Close Shave

The story goes that the head writer on The Simpsons television show walked into a meeting one morning, two small band-aids on the same cheek, another on his neck under his chin. “What kind of a country is this?” he exclaimed. “They can kill all the Kennedys, but they can’t make a decent razor blade.” A fine touch of anarchic humor, that, but with a low truth quotient.

My friend Edward Shils once asked the historian R. H. Tawney, author of Religion and the Rise of Capitalism, if over his long lifetime he had noted any progress. “Yes,” replied Professor Tawney, “in the deportment of dogs. Dogs are much better behaved today than when I was a boy.” If I were asked the same question, my reply would be, “Yes, in gym shoes and in the manufacture of razor blades.”

I am not old enough to have known anyone who, death-defyingly, daily shaved with a straight razor, though over the years I have had two professional shaves administered to me with that fierce weapon. My father shaved with a single-blade “safety razor,” as they were called, often singing the British music hall song “Has Anybody Here Seen Kelly?” as he did so. As a small boy, some mornings I would sit on the edge of the bathtub and watch him as he applied shaving cream out of a jar and wielded the blade, frequently running the razor under the tap and knocking it lightly against the sink to clear off the extra cream that had gathered on it. This was a manly rite, if ever there was one, and I was mildly impatient for the day when I might take part in it on my own.

That day was a touch slow in coming. On the hirsute front, I matured more slowly than some of my friends, a few of whom began shaving as early as 15. When I noted friends and acquaintances whose cheeks and chins began spouting hair earlier than mine, I felt a blip of envy. If there had been Rogaine for the face, I’d have dashed out to buy it. (Riddle: What do you get when you combine Rogaine with Viagra? Answer: Don King.) I had to wait until 19 or so before I needed to shave.

When my beard did finally arrive, it turned out to be a fairly strong one—too strong for me to use an electric razor. Of the two leading razors and blades then on the market, Gillette and Schick, I went for Gillette, in part because, a good liberal in those days, I had heard that Schick, whoever he was, backed the John Birch Society. Shaving cream now came in spray cans, and men went in for after-shave colognes of various kinds, Brut and Old Spice chief among them.

For many men shaving is a burden, and they tend to knock off shaving on weekends and holidays. I happen to enjoy shaving, view it as part of my regular hygiene, like the sound of the razor scraping against my cheeks and neck, feel cleaner, fresher, revived after having shaved. In recent years I have taken to shaving in the shower, without aid of a mirror, using soap instead of shaving cream, trimming the hair growing up to my sideburns in the bathroom mirror afterwards. While doing so, I have been known to do a turn on Petula Clark’s “Don’t Sleep in the Subway, Darling,” changing the lyric to “Don’t shave in the shower, darling.”

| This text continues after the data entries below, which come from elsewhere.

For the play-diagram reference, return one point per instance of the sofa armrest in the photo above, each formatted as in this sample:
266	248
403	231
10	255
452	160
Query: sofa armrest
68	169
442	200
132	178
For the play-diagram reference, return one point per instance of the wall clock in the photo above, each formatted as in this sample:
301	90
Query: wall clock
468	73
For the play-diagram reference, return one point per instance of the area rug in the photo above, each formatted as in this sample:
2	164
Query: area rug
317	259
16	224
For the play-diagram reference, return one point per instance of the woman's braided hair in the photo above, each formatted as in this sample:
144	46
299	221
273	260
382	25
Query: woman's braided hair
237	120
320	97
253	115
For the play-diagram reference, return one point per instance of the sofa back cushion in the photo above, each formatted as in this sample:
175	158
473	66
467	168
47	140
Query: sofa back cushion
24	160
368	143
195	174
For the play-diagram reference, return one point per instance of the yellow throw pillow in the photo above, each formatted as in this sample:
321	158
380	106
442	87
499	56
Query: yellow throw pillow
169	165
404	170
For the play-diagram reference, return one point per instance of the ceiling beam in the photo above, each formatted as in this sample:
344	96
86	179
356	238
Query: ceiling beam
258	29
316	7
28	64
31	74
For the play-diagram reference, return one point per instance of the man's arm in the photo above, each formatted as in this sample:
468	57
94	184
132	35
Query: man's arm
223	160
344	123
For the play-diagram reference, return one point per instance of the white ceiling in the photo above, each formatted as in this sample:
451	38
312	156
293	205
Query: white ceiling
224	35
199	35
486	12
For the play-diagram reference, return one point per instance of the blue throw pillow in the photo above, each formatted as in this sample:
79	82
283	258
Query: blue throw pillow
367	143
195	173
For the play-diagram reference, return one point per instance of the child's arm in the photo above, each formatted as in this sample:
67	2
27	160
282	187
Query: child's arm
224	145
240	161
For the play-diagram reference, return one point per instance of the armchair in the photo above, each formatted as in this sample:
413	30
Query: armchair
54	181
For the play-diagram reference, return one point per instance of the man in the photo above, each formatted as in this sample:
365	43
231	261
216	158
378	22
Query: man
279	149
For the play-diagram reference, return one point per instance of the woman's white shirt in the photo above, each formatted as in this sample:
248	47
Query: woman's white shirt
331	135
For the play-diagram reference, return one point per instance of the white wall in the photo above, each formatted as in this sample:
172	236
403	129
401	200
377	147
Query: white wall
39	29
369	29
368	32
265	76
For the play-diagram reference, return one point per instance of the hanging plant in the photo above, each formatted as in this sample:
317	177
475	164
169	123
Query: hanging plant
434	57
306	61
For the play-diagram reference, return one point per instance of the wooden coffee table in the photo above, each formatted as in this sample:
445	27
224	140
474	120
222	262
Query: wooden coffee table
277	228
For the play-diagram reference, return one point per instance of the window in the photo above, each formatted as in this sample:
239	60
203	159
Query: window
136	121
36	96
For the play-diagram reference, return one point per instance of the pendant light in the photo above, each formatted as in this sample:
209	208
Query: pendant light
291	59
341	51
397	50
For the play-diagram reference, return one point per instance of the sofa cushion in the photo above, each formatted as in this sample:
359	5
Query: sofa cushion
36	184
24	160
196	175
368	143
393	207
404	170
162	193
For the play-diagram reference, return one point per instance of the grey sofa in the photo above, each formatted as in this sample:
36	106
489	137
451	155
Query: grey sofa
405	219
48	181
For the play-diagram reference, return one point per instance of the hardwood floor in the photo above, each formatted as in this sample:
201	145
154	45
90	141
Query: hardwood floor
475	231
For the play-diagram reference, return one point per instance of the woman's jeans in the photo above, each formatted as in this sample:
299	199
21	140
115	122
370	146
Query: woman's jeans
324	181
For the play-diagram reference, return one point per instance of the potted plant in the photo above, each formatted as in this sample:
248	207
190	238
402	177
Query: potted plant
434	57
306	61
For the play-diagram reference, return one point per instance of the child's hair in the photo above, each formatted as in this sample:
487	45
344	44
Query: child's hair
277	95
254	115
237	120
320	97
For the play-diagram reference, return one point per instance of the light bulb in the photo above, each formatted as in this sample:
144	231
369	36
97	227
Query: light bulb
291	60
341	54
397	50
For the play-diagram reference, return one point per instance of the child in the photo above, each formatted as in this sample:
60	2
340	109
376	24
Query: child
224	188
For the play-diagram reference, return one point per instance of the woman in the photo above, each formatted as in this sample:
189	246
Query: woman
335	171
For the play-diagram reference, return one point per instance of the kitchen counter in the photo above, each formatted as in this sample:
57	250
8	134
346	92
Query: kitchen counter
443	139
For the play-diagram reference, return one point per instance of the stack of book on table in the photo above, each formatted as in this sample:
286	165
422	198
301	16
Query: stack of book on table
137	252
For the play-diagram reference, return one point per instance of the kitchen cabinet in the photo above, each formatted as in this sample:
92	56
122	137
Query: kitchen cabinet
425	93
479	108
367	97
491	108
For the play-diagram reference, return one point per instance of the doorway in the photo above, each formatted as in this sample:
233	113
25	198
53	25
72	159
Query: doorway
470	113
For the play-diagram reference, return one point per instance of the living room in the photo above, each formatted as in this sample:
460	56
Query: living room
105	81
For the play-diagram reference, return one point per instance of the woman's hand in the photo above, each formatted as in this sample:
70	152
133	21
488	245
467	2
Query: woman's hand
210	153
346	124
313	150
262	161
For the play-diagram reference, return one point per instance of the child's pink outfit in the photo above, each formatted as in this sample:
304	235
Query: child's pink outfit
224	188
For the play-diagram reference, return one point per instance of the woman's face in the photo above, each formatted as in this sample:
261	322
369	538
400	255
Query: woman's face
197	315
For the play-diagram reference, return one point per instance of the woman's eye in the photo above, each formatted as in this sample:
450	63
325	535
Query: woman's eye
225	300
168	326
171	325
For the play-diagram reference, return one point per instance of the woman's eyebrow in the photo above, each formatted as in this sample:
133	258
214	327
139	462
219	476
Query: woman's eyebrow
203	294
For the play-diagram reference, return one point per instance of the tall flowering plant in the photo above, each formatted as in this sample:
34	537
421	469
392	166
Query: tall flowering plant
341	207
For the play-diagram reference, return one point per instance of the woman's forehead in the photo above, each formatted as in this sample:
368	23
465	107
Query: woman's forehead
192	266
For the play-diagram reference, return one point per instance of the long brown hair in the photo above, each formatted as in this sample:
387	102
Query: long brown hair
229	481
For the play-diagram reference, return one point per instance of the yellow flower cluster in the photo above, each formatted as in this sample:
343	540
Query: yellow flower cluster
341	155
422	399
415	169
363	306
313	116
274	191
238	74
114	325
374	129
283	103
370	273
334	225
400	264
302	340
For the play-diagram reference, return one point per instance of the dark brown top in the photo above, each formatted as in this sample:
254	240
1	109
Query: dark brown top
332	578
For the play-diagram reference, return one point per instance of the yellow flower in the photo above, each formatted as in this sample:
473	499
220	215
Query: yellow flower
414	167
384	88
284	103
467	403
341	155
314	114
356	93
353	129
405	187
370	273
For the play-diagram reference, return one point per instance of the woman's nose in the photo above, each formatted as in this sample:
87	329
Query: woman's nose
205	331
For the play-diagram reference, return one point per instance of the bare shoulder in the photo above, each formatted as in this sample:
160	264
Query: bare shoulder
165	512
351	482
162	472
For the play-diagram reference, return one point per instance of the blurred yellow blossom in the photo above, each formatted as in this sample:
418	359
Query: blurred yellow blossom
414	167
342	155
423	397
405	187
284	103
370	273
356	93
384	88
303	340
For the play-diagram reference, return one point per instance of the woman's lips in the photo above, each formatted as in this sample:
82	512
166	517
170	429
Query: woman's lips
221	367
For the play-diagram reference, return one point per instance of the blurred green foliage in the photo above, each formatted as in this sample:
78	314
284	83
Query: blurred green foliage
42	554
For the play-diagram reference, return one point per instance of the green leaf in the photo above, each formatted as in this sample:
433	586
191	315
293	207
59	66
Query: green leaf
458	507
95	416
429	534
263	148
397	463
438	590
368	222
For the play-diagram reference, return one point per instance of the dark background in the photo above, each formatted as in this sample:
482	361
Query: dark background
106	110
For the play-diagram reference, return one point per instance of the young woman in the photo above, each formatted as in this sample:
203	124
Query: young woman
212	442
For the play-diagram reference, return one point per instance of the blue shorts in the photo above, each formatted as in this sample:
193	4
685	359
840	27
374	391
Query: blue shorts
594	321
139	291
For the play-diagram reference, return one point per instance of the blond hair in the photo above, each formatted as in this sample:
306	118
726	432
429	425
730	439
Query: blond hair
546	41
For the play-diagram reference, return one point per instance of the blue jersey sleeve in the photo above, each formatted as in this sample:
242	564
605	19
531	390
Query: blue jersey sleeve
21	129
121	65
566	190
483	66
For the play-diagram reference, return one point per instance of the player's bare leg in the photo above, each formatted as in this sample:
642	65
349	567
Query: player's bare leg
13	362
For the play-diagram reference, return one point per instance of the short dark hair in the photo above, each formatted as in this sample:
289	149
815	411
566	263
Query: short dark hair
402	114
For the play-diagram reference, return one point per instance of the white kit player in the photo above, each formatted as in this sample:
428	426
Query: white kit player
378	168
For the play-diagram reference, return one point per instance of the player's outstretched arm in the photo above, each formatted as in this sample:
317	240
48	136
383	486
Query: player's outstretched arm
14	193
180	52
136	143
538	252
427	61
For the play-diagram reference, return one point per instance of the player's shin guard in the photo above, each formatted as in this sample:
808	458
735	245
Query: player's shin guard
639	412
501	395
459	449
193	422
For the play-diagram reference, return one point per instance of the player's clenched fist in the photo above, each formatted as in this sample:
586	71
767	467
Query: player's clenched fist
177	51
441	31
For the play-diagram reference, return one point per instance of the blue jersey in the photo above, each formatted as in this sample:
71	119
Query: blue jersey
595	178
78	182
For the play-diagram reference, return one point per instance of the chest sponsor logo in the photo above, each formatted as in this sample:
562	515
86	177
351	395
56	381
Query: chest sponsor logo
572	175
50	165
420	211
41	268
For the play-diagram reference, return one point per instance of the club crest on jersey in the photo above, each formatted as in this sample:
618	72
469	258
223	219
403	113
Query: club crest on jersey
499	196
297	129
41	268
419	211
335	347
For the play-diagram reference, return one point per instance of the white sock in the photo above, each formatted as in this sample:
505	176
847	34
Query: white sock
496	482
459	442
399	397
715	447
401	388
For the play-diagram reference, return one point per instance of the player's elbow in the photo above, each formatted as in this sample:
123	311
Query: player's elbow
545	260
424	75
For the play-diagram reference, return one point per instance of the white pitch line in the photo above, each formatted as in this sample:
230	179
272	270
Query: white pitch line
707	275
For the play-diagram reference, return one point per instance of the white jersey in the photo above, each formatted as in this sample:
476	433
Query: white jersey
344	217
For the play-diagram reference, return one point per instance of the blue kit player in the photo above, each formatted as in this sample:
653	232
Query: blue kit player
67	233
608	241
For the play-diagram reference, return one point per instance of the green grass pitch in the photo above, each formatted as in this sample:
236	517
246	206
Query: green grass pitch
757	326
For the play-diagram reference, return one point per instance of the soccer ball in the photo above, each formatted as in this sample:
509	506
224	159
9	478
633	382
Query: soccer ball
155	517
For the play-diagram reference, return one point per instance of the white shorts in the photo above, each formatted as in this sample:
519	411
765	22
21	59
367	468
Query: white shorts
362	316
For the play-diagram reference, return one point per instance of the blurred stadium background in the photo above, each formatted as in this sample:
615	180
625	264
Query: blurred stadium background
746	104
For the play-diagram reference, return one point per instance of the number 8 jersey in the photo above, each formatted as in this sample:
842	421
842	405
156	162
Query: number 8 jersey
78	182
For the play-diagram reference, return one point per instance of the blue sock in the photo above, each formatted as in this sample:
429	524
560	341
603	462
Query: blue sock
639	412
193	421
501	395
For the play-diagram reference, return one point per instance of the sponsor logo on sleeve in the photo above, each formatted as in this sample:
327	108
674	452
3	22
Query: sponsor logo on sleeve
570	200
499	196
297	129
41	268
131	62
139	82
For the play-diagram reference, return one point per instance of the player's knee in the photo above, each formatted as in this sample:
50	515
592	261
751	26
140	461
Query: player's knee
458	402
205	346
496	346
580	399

Never for a moment has it occurred to me to grow a full beard. Any such beard I might grow now figures to come in white, and a white beard, in one stroke, adds roughly 10 years to one’s actual age and, à la Colonel Sanders and Santa Claus, nicely desexualizes a man. One summer, vacationing in Wisconsin, I decided to grow a mustache. I was hoping for something decidedly English—Douglas Fairbanks Jr., say, or the young Ronald Colman. What grew in two weeks later was Guatemalan illegal alien. That mustache never crossed the border back into Illinois.

From soul patches to Fu Manchus to beards ranging in length from Hasidic to goatee, face hair for men today seems more common than not. The latest innovation in this realm has been the unshaved look, also known as “double-stubble” and “permastubble.” I say latest, but the look began as long ago as the mid-1980s in the television program Miami Vice with a handsome actor named Don Johnson who wore it well. Unfortunately, if one is less good-looking than Señor Johnson, perma-stubble merely makes most men seem unclean, grubby, badly in need of, yep, a shave.

As for me, I’m the clean-shaven guy, neat, trim, impeccably kempt, with maybe just a touch of soap clinging to the lobe of my left ear.